The narrator of Tibor Fischer’s eighth novel, My Bags Are Big, is a walking anachronism. Dan is “an old school crypto geezer” who hails from south London and lives in Dubai, where he drives an old Citroën and wears a Mickey Mouse watch given to him by his father in the 1970s. He’s done well for himself – the bags of the title are a slang term for a cryptocurrency wallet – though it didn’t happen overnight. “Get rich quick? It was very much a get slightly comfortable slowly deal.” His adopted city, he tells us, is “a cross between Las Vegas, an airport departure lounge and a pirate bay”, and a magnet for low-status westerners looking to reinvent themselves: “Assistant masseurs at second division football clubs. Taxi drivers. Linen porters. Nail technicians. Dog groomers. Life coaches. They’re all through the pearly gates, here in Dubai.”

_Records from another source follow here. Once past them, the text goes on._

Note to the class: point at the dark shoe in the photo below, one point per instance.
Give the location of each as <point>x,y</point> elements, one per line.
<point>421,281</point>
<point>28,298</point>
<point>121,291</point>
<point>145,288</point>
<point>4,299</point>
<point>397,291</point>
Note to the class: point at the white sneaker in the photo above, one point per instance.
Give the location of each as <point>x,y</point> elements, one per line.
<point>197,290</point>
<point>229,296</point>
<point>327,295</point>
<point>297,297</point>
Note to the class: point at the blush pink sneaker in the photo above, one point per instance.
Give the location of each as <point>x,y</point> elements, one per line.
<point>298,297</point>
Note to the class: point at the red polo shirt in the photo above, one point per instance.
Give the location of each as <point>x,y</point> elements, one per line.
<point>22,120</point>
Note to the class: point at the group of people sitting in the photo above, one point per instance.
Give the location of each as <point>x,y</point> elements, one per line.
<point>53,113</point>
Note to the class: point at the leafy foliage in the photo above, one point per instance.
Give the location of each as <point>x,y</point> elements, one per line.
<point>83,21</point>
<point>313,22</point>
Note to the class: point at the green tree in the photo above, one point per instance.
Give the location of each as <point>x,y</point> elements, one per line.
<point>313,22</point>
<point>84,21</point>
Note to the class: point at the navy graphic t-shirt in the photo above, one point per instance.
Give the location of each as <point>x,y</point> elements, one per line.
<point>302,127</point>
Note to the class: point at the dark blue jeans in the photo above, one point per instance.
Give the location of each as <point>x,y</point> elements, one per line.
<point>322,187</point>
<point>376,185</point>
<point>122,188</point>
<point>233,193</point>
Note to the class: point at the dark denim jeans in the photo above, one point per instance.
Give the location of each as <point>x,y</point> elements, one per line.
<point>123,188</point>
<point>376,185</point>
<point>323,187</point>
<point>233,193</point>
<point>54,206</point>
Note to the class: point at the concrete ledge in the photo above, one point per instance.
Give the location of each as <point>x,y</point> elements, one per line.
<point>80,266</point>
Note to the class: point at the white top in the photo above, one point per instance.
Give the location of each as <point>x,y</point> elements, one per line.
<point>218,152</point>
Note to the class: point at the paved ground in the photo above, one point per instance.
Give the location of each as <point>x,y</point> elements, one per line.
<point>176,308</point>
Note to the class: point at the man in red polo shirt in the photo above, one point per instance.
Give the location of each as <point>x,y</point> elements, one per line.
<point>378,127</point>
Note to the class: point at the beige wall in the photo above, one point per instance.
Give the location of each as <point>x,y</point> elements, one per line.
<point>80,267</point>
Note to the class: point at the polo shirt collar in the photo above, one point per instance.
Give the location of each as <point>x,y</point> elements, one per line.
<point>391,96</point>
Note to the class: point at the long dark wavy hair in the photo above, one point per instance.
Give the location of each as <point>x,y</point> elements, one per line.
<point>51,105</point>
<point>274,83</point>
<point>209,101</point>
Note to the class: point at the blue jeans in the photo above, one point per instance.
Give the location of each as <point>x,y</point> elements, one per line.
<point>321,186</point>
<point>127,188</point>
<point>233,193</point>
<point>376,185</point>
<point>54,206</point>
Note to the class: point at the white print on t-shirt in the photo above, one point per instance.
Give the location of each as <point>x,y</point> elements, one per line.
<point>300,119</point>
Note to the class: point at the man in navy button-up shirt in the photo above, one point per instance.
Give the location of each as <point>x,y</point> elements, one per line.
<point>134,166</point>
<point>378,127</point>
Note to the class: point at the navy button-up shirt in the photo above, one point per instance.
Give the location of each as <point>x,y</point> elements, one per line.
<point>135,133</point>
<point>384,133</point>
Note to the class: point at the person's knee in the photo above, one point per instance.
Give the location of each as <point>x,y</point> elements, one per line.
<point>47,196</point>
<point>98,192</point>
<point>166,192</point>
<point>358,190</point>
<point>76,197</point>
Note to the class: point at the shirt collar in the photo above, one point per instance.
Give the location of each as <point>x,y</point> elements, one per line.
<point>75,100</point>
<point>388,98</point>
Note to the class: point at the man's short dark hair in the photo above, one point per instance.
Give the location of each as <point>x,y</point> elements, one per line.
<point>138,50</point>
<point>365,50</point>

Dan himself is one such individual. Having just turned 60, he relates his journey from Catford to Dubai, via a calamitous career in sports management, a doomed love affair with a quantum physicist, and several brief encounters with David Bowie. In the 80s he won a vindaloo-eating contest and had a Monty Python-esque run-in with some Maoist student revolutionaries. The novel is populated by amusing oddballs, including one character who belongs to an international bollard appreciation society, and another who superstitiously smears caviar on to a lottery ticket in the hope of “giving it a taste of wealth”.
There’s a thin plot, centring on the shenanigans of expat wheeler-dealers, but it’s the narrative voice that drives the novel. Dan is a sleazy, irreverent raconteur who revels in off-key, sardonic hyperbole, whether exalting the Emirati criminal justice system (“What have human rights actually done for you? Lately?”) or channelling the can-do rhetoric of self-help (“sitting on your backside, waiting for the lobster thermidor to fly into your mouth, doesn’t get you very far”). The blithely abbreviated “and” in a passing reference to “war ’n’ starvation” pretty much sums him up.
Fischer is a companionable storyteller, even if the sheer relentlessness of his shtick evokes the strained jocularity of a cruise ship entertainer. Dan’s yarns are punctuated by catchphrases that feel like world-weary sighs. “It was a different era” – uttered no fewer than 22 times – is one; “You arrive unprepared” is another. Aphoristic pronouncements are backed up with bored citations: “Someone said so, somewhere, sometime.” A sense of incipient apathy comes through in occasional melancholic musings on ageing, the pettiness of divorce and the spectre of death. But these, too, are relatively unsentimental. “Either there’s a big plan, so I’ll be redirected somewhere, or there isn’t.”
Dan takes nothing seriously, least of all crypto: “I’m here for the loot and the laughs. It’s fun to throw a brick through a window. Revolutions don’t turn the world upside down … They change things a little.” We might say that he and his crypto brethren are an avatar for what’s left of social mobility in 21st-century Britain, but so earnest an interpretation would go against the spirit of this novel. More prosaically, Dan is a study in the stubborn immutability of character, best exemplified by his eccentric insistence on calling Jaffa Cakes “Jaffa biscuits”, despite the 1991 court ruling determining that they are indeed cakes.
In an ever-changing world, some people can be relied upon to remain fully themselves. Fischer, who is just a few years older than his narrator, made a literary splash in the 90s with novels including The Thought Gang, a surreal caper about a philosopher turned bank robber. Thirty years on, he has conceived another renegade chancer; the storytelling is zippier here, and the absurdism slightly dialled down, but the jaunty voice and cynical, compulsively wisecracking comic sensibility are unchanged. Perhaps the face on the dial of that Mickey Mouse timepiece is the author’s own. For Dan, at least, the watch holds meaning: “Not sure what entirely, but it says something. Cheap junk, granted. Well battered. But it works. Still in the game.”